I mean, chaotic and unpredictable doesn’t automatically mean we’ll jump ahead or that we’ll spend a few weeks in the Shadowlands while ten years pass on Azeroth. What if we spend the entire expansion there, then as soon as we’re done, we return to Azeroth to find everything more or less exactly as we left it, much less time having passed back home while we were taking our necromancer’s holiday in Ardenweald or what have you. It could happen, and it would mean that tensions that would seem pointless to us after our long strange trip among the mixed up zombies would still be raging back home. We could come out longing for a break and some peace and quiet only to immediately have to clash with some new threat because there hasn’t been any room to breathe back home.
You could call this one a reverse time skip, I suppose, as for us years may have passed but nothing changes in Azeroth. But we have to keep in mind that with the way time works in the Shadowlands, we can’t rule out the possibility.
A time skip thousands of years in the past or future
What if it’s not just a time skip, but instead a huge leap?
There are whole eras of the Warcraft story set at huge removes from the present day. The Black Empire and the arrival of the Titans are so far removed that we don’t even know when they happened for sure. The coming of Sargeras to Argus, the ancient Troll empires and their wars with the Aqir, the Sundering, even the relatively recent Troll Wars with the High Elves and Humans took place thousands of years ago. There’s a lot of history to be explored, and we could very well go into the Shadowlands, do what we went there to do, and pop back out to find ourselves essentially stranded in the distant past trying to get back home.
But it doesn’t have to be the past, either. What about coming out of the Shadowlands to find ourselves in an Azeroth thousands of years down the road — a world where the Horde and Alliance don’t even exist, where the Orcish monarch Andtharr rules over New Stormwind, where whole new nations and ideologies are present? An Azeroth utterly unlike everything the player has ever seen in Warcraft? The question not only becomes how to get back to their own time, but if they even should and risk changing this future they’re presented with?
All of the above
We could even use the disjointed nature of time in the Shadowlands to make all of these possibilities happen. Imagine an expansion where we explore time itself, trying to repair a time streak broken by the chaos in the Shadowlands and the way the portal to that realm opened into Azeroth, leaking its chaotic, fractured timescape into the land of the living. The Bronze Dragonflight may not have an empowered Aspect anymore, but Nozdormu still lives, and his flight still follows him — maybe they band together with the Heroes of Azeroth to try and fix the crisis created by this interaction between Shadowlands and Azerothian time frames, and in the process the Infinite Dragonflight is finally born?
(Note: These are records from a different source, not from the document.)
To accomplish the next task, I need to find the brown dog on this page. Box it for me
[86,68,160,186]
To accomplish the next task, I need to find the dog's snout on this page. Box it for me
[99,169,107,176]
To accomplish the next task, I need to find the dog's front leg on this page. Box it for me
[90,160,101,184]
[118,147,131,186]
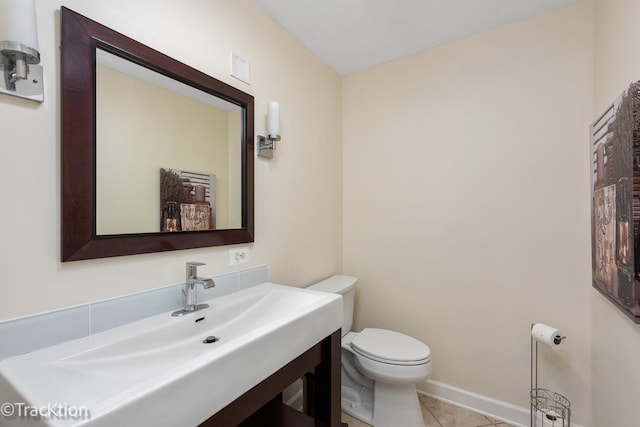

Imagine fighting alongside Azshara, the way she was before the Sundering, to ensure that the Well of Eternity implodes and history follows the path we remember it. Imagine having to step aside and let Anduin Lothar die. Imagine having to save Kel’Thuzad from Sylvanas, and knowing why she is there, what she’s trying to avoid.
And of course there’s always the old chestnut of us coming back to Azeroth and it’s ten years later — but that one feels pretty easy compared to some of these other ideas. I kind of hope we just break time open like a piñata in Shadowlands. Let’s go nuts, travel back thousands of years, change history several times, do entire raids set in the distant past or future. Let’s finally mess up time the way we should have in Warlords of Draenor.